From the 2000 census, 370 or 26.5% were Roman Catholic, while 790 or 56.5% belonged to the Swiss Reformed Church. Of the rest of the population, there are 6 individuals (or about 0.43% of the population) who belong to the Orthodox Church, and there are 50 individuals (or about 3.58% of the population) who belong to another Christian church. There were 22 (or about 1.57% of the population) who are Islamic. There are 3 individuals (or about 0.21% of the population) who belong to another church (not listed on the census), 111 (or about 7.94% of the population) belong to no church, are agnostic or atheist, and 46 individuals (or about 3.29% of the population) did not answer the question.

==Education==
The entire Swiss population is generally well educated. In Hüttwilen about 77.1% of the population (between age 25–64) have completed either non-mandatory upper secondary education or additional higher education (either university or a Fachhochschule).

Hüttwilen is home to the Hüttwilen primary school district. It is also home to the Hüttwilen secondary school district.
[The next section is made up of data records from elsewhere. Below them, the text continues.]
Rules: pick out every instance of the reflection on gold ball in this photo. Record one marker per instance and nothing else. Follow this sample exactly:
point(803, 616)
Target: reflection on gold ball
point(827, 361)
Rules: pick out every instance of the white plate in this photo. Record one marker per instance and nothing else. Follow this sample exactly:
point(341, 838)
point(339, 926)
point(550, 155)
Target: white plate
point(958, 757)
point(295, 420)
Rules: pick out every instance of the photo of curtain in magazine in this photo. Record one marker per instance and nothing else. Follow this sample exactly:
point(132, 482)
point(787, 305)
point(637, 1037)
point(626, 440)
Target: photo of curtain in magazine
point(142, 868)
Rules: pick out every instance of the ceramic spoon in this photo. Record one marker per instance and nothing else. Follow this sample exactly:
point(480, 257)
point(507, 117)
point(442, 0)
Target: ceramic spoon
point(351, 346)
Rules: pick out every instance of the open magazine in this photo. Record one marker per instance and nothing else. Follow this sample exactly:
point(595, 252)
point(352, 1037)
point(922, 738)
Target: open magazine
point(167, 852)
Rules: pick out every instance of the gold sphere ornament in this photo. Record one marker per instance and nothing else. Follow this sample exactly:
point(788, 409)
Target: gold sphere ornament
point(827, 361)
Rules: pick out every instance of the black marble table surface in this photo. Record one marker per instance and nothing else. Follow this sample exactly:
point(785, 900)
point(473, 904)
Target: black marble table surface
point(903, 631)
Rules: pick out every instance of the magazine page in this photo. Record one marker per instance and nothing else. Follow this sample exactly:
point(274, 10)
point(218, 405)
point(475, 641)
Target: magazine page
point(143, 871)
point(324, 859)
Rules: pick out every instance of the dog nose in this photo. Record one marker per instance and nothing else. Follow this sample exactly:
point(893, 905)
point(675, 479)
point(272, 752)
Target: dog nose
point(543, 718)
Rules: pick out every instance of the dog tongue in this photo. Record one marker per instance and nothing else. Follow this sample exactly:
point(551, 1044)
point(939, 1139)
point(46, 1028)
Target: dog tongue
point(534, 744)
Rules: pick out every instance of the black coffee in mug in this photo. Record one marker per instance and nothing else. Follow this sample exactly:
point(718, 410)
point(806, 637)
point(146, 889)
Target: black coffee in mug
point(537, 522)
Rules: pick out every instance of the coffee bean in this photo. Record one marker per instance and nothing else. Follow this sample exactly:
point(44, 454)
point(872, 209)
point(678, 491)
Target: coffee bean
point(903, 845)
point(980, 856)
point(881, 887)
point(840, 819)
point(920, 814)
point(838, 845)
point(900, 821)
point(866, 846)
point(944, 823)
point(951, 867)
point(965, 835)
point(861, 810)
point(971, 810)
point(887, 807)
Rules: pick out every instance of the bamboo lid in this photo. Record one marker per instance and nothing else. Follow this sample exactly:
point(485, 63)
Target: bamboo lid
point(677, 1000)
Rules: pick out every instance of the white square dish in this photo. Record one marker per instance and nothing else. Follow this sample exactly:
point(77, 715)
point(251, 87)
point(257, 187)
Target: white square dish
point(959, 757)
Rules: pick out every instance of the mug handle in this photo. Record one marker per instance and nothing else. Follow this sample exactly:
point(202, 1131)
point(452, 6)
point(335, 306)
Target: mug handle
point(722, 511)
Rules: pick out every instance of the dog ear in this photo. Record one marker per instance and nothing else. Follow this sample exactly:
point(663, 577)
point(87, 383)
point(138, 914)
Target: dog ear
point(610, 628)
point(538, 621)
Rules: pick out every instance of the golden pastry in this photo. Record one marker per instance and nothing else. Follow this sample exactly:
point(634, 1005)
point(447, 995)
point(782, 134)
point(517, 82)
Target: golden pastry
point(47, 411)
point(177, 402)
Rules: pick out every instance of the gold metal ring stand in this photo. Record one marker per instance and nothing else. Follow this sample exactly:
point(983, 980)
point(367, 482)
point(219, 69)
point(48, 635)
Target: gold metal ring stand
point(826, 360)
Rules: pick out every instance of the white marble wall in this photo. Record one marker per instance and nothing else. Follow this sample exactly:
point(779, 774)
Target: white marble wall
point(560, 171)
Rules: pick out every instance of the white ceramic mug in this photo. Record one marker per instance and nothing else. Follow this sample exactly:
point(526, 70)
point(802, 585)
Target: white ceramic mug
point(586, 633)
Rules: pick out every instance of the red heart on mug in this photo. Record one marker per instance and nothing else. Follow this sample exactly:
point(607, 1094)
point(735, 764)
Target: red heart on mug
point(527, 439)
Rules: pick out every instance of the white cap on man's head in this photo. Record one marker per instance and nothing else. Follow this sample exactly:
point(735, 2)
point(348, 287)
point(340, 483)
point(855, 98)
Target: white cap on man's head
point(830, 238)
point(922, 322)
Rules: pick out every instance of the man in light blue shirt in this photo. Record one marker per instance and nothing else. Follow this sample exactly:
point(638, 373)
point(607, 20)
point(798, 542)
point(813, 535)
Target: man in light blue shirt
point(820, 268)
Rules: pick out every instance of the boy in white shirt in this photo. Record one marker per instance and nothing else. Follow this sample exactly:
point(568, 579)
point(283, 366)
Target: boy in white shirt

In the primary school district there are 76 students who are in kindergarten or the primary level. There are 22 children in the kindergarten, and the average class size is 22 kindergartners. Of the children in kindergarten, 16 or 72.7% are female. The lower and upper primary levels begin at about age 5-6 and lasts for 6 years. There are 26 children in who are at the lower primary level and 28 children in the upper primary level. The average class size in the primary school is 18 students. At the lower primary level, there are 13 children or 50.0% of the total population who are female, 3 or 11.5% are not Swiss citizens and 2 or 7.7% do not speak German natively. In the upper primary level, there are 15 or 53.6% who are female, 3 or 10.7% are not Swiss citizens and 1 or 3.6% do not speak German natively.

In the secondary school district there are 184 students. They are all in special or remedial classes. Of the students, 97 or 52.7% are female, 9 or 4.9% are not Swiss citizens and 6 or 3.3% do not speak German natively.